1 Een psalm van David, als hij was in de woestijn van Juda. [1]
2 O God! Gij zijt mijn God! ik zoek U in den dageraad; mijn ziel dorst naar U; mijn vlees verlangt naar U, in een land, dor en mat, zonder water.
3 Voorwaar, ik heb U in het heiligdom aanschouwd, ziende Uw sterkheid en Uw eer;
4 Want Uw goedertierenheid is beter dan het leven; mijn lippen zouden U prijzen.
5 Alzo zou ik U loven in mijn leven; in Uw Naam zou ik mijn handen opheffen.
6 Mijn ziel zou als met smeer en vettigheid verzadigd worden, en mijn mond zou roemen met vrolijk zingende lippen.
7 Als ik Uwer gedenk op mijn legerstede, zo peins ik aan U in de nachtwaken.
8 Want Gij zijt mij een hulp geweest; en in de schaduw Uwer vleugelen zal ik vrolijk zingen. [2]
9 Mijn ziel kleeft U achteraan; Uw rechterhand ondersteunt mij.

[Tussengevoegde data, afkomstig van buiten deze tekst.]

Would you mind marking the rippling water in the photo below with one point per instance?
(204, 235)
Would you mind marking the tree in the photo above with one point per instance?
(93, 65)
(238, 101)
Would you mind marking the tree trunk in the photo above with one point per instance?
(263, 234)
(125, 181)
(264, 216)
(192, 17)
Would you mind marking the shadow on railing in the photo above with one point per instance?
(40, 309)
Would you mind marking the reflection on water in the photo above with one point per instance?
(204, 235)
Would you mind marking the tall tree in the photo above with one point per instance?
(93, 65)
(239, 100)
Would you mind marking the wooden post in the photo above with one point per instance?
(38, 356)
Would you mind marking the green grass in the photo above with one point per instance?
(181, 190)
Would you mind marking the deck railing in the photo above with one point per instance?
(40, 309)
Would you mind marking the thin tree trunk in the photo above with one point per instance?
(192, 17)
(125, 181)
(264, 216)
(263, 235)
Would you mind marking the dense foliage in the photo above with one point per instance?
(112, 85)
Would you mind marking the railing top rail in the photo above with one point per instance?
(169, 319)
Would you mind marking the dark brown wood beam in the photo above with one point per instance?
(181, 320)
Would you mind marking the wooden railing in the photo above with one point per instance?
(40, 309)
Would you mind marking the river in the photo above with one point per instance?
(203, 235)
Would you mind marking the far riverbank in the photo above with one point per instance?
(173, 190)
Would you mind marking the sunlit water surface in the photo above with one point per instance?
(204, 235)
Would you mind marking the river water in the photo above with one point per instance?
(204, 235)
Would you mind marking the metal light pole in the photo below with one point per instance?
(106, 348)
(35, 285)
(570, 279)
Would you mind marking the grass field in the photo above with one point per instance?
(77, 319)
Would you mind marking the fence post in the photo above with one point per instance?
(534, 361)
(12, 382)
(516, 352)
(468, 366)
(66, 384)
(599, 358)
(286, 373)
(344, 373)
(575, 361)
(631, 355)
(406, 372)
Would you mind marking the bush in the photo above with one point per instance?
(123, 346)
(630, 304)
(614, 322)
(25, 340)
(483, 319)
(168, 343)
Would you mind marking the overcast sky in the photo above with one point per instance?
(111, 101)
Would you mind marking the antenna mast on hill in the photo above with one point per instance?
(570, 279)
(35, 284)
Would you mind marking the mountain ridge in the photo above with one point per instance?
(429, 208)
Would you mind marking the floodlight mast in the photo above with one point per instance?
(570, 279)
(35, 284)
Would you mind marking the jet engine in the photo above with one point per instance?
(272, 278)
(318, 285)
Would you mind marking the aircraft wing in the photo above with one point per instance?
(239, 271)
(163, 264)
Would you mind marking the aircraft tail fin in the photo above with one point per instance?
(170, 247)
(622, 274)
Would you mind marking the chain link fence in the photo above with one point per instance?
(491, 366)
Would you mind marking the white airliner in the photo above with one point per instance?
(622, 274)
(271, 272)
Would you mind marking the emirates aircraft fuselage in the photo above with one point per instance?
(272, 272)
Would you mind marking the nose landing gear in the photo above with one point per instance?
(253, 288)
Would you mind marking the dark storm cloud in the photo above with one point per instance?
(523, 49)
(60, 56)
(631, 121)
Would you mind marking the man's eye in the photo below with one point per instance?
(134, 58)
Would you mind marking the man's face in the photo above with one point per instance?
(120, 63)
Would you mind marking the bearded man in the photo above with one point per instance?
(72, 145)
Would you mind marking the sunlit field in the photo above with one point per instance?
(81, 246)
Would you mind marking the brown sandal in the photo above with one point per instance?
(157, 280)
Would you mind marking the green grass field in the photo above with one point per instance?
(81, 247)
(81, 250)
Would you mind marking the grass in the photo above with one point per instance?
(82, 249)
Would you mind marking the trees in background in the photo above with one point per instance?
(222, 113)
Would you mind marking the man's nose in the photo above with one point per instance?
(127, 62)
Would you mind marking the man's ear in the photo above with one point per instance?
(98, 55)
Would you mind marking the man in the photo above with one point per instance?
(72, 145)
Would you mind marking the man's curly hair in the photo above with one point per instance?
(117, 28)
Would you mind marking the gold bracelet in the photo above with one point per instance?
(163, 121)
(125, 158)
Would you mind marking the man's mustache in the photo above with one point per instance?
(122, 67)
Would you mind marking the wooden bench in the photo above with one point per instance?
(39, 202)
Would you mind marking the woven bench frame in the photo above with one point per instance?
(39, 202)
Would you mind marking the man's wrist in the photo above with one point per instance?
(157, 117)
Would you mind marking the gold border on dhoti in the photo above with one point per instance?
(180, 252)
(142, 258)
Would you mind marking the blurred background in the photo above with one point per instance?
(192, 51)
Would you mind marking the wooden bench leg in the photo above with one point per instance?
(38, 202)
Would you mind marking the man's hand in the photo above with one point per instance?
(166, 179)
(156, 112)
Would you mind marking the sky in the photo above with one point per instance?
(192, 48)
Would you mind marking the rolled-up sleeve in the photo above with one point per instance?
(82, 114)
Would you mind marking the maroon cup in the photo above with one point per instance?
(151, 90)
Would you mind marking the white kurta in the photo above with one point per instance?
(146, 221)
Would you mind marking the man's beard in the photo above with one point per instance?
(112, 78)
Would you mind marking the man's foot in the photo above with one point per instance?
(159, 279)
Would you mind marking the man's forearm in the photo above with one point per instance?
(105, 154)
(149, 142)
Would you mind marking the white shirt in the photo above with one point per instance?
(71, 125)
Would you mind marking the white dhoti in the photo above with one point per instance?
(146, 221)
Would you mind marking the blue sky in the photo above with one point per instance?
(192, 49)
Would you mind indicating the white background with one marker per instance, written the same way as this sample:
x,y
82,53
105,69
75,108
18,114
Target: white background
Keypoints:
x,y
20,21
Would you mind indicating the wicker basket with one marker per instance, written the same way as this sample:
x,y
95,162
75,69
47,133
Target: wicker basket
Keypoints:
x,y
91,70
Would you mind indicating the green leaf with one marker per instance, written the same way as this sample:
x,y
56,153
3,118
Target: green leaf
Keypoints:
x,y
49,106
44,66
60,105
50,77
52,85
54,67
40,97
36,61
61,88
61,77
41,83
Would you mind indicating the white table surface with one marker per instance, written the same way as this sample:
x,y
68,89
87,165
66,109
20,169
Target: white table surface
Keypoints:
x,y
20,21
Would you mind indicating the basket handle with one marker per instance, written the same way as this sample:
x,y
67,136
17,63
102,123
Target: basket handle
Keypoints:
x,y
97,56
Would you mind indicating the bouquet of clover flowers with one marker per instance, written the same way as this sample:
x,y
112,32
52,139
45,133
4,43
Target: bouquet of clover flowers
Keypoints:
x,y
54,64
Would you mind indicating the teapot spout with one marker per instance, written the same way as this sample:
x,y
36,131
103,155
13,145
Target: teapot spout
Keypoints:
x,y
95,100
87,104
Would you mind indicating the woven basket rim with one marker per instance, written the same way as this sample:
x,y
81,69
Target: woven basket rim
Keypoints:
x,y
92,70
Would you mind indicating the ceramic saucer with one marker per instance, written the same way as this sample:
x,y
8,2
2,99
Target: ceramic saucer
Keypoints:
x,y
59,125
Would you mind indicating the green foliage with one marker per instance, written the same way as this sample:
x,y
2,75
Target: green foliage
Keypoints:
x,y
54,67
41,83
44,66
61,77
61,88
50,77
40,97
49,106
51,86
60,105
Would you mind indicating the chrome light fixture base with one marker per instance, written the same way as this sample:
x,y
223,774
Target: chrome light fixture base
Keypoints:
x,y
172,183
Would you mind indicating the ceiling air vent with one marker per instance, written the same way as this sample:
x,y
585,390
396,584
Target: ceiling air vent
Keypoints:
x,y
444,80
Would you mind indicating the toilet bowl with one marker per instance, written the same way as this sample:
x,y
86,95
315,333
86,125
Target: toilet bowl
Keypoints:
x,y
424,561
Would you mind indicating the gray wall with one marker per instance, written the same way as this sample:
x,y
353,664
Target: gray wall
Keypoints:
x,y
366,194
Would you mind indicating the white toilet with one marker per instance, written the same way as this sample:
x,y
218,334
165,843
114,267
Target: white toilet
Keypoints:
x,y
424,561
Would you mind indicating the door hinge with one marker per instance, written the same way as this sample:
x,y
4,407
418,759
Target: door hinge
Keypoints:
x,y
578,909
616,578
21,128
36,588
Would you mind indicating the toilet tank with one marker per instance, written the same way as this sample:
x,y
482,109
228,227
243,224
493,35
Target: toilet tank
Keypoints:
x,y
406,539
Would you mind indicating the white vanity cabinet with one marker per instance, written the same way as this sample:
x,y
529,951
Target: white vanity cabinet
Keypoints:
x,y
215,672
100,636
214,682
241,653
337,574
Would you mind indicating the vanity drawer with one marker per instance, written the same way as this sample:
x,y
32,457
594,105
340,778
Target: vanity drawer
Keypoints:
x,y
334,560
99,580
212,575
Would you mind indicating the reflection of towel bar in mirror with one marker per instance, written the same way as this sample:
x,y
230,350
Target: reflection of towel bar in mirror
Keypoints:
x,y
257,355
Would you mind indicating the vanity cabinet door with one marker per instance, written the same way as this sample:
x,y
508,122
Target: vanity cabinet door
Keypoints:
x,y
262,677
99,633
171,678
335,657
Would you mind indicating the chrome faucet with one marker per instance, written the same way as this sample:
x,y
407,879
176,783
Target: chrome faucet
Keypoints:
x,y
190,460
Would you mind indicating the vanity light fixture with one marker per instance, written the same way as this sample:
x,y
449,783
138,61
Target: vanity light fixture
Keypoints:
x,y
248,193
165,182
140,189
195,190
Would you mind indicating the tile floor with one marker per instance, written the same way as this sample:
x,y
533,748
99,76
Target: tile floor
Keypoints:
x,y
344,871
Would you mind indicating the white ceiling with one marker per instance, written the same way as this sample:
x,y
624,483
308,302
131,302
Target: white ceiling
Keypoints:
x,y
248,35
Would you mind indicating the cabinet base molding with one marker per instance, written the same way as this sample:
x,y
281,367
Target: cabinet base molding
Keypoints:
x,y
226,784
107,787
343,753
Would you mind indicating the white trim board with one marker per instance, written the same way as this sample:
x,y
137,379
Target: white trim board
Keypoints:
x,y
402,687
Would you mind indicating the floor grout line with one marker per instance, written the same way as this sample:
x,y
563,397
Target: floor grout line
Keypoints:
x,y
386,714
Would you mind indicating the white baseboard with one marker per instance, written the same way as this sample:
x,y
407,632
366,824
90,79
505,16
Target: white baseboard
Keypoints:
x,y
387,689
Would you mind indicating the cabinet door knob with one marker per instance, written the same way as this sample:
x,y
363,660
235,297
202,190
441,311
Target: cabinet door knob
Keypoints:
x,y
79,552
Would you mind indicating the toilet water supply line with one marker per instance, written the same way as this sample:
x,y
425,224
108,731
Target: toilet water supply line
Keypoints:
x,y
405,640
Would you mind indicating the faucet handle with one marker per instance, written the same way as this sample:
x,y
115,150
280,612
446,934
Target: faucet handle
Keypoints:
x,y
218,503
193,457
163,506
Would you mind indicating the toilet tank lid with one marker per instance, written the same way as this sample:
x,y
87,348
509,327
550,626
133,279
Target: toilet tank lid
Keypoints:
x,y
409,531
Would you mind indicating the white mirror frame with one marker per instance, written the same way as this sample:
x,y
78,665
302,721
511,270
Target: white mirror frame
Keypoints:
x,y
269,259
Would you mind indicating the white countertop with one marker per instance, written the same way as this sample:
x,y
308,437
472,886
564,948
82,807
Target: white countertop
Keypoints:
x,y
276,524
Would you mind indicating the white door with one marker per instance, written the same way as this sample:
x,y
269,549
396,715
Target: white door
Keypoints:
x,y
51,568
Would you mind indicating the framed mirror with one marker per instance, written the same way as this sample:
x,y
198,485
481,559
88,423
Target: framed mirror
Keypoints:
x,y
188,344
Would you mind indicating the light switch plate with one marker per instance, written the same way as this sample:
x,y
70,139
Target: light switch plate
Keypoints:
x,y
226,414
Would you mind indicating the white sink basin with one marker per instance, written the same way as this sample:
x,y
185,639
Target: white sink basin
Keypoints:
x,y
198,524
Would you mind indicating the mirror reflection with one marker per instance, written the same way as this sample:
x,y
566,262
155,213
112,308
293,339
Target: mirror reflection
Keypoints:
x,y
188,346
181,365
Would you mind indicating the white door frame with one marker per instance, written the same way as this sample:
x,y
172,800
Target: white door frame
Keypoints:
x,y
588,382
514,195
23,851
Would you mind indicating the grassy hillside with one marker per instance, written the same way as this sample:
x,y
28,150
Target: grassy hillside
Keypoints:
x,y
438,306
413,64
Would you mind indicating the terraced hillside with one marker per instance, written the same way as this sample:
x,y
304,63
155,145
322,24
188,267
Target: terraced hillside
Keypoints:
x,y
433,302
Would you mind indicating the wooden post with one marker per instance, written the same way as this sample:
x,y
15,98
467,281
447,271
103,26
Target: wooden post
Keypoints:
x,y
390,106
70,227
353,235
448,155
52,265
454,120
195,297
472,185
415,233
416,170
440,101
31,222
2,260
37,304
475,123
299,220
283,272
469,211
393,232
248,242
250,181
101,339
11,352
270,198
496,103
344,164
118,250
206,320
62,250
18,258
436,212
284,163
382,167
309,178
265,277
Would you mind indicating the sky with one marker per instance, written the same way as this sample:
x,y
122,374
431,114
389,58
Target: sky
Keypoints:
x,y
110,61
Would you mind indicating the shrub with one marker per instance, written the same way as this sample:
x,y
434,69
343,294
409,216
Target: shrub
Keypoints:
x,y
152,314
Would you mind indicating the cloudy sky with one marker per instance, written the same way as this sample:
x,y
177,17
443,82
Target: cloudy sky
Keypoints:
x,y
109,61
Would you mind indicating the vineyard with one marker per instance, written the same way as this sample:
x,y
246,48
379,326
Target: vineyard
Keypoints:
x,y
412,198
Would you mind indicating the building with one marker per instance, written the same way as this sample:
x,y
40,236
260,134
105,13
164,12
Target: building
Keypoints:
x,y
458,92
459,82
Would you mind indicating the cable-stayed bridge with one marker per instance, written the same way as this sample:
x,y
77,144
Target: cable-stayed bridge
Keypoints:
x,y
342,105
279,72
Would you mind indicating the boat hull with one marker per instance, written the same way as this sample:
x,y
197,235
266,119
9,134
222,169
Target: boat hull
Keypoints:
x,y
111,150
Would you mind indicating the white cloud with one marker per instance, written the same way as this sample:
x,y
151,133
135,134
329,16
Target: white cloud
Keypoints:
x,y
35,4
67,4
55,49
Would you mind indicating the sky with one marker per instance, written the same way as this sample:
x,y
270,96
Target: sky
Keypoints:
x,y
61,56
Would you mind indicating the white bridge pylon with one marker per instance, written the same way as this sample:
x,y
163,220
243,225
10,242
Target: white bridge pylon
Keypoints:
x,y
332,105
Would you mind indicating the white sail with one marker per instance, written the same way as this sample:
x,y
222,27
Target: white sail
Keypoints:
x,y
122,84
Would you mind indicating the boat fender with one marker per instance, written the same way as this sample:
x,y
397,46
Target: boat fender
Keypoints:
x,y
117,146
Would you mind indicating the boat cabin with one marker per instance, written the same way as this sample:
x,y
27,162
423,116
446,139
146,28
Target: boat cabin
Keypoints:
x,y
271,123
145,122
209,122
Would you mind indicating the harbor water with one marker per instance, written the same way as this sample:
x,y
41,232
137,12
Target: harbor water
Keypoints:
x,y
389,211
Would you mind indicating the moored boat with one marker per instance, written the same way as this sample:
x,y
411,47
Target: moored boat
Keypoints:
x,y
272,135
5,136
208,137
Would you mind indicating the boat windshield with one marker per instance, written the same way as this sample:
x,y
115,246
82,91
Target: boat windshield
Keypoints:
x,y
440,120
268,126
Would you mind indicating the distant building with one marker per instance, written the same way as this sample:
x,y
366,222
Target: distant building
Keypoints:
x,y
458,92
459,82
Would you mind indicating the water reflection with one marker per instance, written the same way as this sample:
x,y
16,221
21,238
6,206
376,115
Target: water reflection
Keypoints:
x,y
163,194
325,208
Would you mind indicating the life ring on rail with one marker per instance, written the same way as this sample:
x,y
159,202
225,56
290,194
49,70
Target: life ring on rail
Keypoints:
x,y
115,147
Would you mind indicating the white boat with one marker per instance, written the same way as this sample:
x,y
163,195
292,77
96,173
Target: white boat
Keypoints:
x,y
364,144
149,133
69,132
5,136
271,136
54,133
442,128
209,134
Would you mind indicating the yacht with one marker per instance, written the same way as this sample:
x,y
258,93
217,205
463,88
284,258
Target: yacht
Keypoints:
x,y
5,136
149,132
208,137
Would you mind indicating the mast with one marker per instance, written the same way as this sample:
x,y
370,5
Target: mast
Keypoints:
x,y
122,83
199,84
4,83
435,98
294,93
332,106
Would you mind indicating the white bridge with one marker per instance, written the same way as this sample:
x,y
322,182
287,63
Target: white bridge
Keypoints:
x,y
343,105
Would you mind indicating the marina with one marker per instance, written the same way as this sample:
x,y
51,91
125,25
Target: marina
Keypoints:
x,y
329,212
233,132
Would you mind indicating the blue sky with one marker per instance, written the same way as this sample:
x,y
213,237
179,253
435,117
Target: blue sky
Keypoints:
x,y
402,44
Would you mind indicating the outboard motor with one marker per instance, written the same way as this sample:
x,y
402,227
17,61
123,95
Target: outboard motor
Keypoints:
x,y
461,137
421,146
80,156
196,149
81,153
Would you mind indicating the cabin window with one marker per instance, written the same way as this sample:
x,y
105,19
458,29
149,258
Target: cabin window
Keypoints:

10 Maar dezen, die mijn ziel zoeken tot verwoesting, zullen komen in de onderste plaatsen der aarde.
11 Men zal hen storten door het geweld des zwaards; zij zullen de vossen ten deel worden.
12 Maar de koning zal zich in God verblijden; een iegelijk, die bij Hem zweert, zal zich beroemen; want de mond der leugensprekers zal gestopt worden.